Align objectives and plan design
DC plan design typically focuses on competitiveness with too little attention to member outcomes and workforce implications. If the primary goal is to move the needle on retirement readiness, employers need to address a few plan design considerations.

  • Does the plan’s contribution structure encourage optimal savings? A 2014 Towers Watson survey of DC plan sponsors shows most (58%) DC plans today have a minimum level of employee and/or employer contributions, and nearly three-quarters (72%) allow for employee voluntary contributions with an employer match. That leaves about one in four plans that still don’t permit employee voluntary contributions. And a significant percentage of plan members who are able to make voluntary contributions don’t contribute to the match threshold. Plan sponsors can have a big impact on employees’ financial well-being and retirement readiness by ensuring plan design and communication improve the likelihood of members maximizing their contributions.

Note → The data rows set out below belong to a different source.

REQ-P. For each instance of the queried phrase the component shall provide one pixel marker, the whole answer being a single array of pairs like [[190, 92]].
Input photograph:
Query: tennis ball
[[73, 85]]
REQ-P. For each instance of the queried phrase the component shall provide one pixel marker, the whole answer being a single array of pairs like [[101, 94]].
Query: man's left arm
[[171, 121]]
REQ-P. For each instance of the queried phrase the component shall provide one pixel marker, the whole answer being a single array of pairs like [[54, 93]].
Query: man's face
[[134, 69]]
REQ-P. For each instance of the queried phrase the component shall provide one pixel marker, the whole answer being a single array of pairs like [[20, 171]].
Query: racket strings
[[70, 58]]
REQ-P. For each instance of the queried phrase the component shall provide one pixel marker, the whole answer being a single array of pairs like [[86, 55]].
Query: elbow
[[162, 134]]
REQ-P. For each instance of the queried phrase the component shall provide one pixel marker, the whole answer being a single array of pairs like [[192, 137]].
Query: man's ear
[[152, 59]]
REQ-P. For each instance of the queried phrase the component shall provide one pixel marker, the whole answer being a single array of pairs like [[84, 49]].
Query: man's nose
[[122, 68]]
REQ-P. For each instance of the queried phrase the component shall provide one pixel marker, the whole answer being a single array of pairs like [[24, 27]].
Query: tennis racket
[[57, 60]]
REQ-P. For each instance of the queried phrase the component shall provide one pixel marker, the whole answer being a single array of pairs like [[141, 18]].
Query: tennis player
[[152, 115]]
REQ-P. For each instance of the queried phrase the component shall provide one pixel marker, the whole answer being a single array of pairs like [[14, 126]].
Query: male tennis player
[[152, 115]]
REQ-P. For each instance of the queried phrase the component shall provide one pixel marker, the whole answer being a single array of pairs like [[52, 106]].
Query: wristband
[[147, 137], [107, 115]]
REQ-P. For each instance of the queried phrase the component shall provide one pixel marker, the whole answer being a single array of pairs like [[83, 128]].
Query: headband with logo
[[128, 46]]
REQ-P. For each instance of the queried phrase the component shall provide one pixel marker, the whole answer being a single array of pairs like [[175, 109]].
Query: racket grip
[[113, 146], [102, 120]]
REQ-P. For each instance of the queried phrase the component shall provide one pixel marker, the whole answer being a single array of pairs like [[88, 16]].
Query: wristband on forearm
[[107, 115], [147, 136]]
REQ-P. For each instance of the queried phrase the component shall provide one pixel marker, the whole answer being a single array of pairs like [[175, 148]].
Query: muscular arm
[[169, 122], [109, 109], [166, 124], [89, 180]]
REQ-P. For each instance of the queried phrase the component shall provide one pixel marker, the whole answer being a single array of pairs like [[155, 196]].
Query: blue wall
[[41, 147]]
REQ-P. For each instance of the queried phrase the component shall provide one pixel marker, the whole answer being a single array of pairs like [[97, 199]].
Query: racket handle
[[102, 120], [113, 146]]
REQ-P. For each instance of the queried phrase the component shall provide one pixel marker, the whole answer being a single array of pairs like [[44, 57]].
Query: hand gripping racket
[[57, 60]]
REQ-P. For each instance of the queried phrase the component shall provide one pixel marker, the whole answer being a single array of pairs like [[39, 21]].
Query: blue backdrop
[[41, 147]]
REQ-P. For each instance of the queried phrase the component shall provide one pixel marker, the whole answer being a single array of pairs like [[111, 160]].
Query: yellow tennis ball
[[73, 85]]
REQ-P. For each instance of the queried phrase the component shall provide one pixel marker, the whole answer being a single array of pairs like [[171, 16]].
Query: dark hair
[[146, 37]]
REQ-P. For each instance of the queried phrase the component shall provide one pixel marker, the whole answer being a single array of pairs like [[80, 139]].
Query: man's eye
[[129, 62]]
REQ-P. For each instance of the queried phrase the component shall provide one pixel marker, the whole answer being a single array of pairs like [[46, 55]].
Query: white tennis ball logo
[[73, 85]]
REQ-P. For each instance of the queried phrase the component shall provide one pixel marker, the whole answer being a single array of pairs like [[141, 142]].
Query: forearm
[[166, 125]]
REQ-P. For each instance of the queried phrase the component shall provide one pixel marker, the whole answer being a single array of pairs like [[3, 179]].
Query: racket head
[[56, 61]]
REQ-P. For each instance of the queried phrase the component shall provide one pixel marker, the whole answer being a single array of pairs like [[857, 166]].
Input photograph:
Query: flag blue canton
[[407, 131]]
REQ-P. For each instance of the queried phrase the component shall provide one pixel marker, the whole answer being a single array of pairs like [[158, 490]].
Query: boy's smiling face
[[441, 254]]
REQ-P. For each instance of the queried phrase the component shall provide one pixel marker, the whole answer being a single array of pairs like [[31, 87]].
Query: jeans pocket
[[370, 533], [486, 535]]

  • Do the plan’s investment options meet the diverse needs of members and facilitate effective investment behaviour? In recent years, many plan sponsors have streamlined the number of investment options available to simplify the choices for members (according to the recent Towers Watson survey of DC plan sponsors, the majority now offer between five and 14 funds). Many have also introduced target-date funds with diversified portfolios geared to specific retirement dates and automatic rebalancing to maintain the target mix. And some now offer both actively and passively managed funds that give members a choice of investment styles and fee structures. Plan sponsors need to evaluate the investment behaviour and sophistication of plan members and customize the range of investment options to reflect the composition of their workforce.
  • How will plan members turn their DC accounts into retirement income? Plan sponsors have traditionally prioritized asset accumulation with little or no emphasis on decumulation (i.e., members draw an income from the retirement savings built up over their working lives). As a result, few members know how to shift from building savings to using them. The traditional options available to DC plan members—such as a life annuity or life income fund (LIF)—can be confusing and restrictive. At minimum, to confidently cross the threshold from working to retirement, members need to better understand the pros and cons of each of their options and how best to combine them for optimum flexibility, security and tax-effectiveness.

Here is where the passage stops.